Netflix racconta attraverso i film e i documentari che produce il nostro mondo complicato, il nuovo disagio sociale, l’iniquità, e lo fa senza paura, senza censure, senza porsi limiti dettati dal buon costume. Una spregiudicatezza e una sicurezza che la porta a essere il primo canale al mondo e che cambia le regole della narrazione: è ormai lo streaming a permettere il racconto della verità. A questo si accompagna la piena conoscenza del mondo social e giovanile, la capacità di assecondare le richieste del pubblico ( il download delle puntate arrivato a grandissima richiesta ne è un esempio) e di utilizzare i principali mezzi di comunicazione nel modo più irriverente e incalzante possibile. Qualche tempo fa apparivano manifesti per le strade di Milano che riportavano una sola scritta “Basta Netflix”, corredata qualche giorno dopo da interviste a personaggi famosi in cui lo staff chiedeva di rispondere a questa domanda: basta Netflix per..? Lo storytelling di Netflix non è solo nei film e serie tv che produce ma anche nel racconto pubblicitario che fa di sé: un colosso economico vincente, irriverente e assolutamente anticonvenzionale.


1 COMMENTO

  1. Shhhhh… shhhhh… Net*** non andrebbe nominato, perché non è nulla. Ogni film, docu-film e documentario, contengono sempre la visione, l’interpretazione di una realtà di chi scrive la sceneggiatura o, più semplicemente, del regista o del CdA dell’Impresa che finanzia il prodotto visivo. Ciò significa una deformazione della realtà nel recettore non attento, non formato, che lasciandosi affascinare, emozionare, da tali prodotti, prende tutto ciò che vede per oro colato.

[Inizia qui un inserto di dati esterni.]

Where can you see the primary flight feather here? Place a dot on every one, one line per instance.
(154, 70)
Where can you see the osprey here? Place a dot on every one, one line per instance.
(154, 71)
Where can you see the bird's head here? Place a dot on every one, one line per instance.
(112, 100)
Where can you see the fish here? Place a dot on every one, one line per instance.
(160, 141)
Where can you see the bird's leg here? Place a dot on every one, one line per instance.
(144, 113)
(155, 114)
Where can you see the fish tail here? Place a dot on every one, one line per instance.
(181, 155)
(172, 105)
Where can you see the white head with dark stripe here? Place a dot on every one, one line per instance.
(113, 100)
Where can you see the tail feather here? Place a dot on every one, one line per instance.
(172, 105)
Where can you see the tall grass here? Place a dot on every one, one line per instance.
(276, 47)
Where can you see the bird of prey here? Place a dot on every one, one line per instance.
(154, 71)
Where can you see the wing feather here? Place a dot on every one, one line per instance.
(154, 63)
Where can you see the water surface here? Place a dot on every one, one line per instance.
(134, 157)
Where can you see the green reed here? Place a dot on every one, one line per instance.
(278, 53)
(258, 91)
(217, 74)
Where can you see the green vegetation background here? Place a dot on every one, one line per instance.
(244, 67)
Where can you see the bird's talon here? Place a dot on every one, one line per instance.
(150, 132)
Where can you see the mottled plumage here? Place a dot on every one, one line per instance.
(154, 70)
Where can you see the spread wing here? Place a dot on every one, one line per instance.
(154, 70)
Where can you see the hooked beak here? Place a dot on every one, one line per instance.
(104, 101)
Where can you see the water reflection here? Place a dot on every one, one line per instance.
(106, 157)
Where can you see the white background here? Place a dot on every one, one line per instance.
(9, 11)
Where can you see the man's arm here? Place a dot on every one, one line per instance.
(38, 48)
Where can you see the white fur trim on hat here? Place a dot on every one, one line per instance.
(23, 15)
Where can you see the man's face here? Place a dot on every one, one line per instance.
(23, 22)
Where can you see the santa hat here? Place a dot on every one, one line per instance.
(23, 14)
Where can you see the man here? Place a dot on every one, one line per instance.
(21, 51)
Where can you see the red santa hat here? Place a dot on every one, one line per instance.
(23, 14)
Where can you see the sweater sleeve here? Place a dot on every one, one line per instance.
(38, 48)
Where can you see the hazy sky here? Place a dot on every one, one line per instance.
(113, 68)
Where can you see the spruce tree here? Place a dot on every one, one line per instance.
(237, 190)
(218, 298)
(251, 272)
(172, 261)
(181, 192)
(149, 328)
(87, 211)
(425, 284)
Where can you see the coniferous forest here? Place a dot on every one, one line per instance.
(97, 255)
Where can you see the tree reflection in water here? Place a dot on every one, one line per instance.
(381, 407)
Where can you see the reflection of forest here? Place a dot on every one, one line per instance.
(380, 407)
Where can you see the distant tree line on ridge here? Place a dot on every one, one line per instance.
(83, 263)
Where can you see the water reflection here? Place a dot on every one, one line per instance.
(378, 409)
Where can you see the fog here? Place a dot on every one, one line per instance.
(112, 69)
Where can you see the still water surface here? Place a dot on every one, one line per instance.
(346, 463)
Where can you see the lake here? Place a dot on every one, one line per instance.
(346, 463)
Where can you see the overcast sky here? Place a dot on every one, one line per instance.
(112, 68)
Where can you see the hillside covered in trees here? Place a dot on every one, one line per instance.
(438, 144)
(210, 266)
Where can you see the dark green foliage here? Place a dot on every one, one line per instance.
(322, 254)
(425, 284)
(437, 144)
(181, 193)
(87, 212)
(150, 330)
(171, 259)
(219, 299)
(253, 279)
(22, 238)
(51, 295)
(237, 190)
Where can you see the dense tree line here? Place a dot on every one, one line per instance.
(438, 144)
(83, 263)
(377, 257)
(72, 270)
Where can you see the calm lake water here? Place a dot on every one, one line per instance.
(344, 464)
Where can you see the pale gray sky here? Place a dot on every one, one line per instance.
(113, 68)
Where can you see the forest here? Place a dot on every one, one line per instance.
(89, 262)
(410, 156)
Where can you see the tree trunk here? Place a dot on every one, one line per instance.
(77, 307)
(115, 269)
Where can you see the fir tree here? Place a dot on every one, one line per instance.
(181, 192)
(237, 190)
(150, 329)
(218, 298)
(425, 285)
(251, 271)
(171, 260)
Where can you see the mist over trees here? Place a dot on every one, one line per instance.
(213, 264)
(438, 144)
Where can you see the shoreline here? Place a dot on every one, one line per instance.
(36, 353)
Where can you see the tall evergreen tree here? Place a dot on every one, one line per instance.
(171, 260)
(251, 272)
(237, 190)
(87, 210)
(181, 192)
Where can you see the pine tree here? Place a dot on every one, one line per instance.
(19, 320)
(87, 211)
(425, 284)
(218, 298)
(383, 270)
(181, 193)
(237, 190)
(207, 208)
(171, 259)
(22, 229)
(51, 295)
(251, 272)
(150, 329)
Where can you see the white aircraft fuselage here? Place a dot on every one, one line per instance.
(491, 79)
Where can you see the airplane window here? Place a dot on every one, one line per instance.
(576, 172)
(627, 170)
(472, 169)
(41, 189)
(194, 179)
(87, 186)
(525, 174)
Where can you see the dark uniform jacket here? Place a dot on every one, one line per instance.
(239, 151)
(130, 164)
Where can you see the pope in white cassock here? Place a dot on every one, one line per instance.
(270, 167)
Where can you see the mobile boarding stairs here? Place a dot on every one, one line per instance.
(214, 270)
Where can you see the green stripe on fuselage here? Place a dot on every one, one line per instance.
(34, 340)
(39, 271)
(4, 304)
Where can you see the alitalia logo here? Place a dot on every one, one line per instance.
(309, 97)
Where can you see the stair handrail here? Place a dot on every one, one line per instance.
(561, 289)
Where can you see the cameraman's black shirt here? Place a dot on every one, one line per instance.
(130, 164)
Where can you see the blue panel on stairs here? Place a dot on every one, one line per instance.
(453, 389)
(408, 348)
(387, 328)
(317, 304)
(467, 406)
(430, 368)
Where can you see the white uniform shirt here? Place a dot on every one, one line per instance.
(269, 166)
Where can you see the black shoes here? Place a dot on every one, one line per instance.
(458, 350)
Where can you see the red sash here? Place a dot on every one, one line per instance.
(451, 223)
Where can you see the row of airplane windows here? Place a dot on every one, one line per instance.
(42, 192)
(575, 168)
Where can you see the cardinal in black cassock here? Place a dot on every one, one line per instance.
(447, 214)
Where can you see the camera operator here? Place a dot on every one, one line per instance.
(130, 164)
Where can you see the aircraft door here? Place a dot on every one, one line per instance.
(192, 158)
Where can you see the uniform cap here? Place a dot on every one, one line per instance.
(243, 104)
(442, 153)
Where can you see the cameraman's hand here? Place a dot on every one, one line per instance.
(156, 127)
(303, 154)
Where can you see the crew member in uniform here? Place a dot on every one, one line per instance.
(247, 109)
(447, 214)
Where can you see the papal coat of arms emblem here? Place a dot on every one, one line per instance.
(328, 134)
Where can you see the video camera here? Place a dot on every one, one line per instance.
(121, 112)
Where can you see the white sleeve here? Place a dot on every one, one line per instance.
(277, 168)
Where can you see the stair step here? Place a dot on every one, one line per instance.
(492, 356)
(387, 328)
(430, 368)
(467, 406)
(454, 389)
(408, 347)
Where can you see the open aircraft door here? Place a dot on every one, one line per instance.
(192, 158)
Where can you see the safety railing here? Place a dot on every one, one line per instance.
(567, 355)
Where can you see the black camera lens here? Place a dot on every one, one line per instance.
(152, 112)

    Non esistono buoni nel campo dell’insustria cinematografica/filmica mainstream.
    Non dobbiamo lasciarci sedurre dall’apparente “indipendenza” di una piattaforma mainstream. I suoi prodotti sono solo di due tipi:
    1. deleteri
    2. insulsi
    Inoltre nella “libertà” di certe piattaforme molti giovani si imbattono in prodotti diseducativi e nessun può dir nulla, perché il servizio è a pagamento, quindi chi sottoscrive l’abbonamento si prende le responsabilità di cosa vede.
    Lo scrivo provocatoriamente: bisognerebbe spegnere le pay TV, per sempre, diffondono solo fesserie, inutilità, e lo fanno purtroppo, in modo massivo.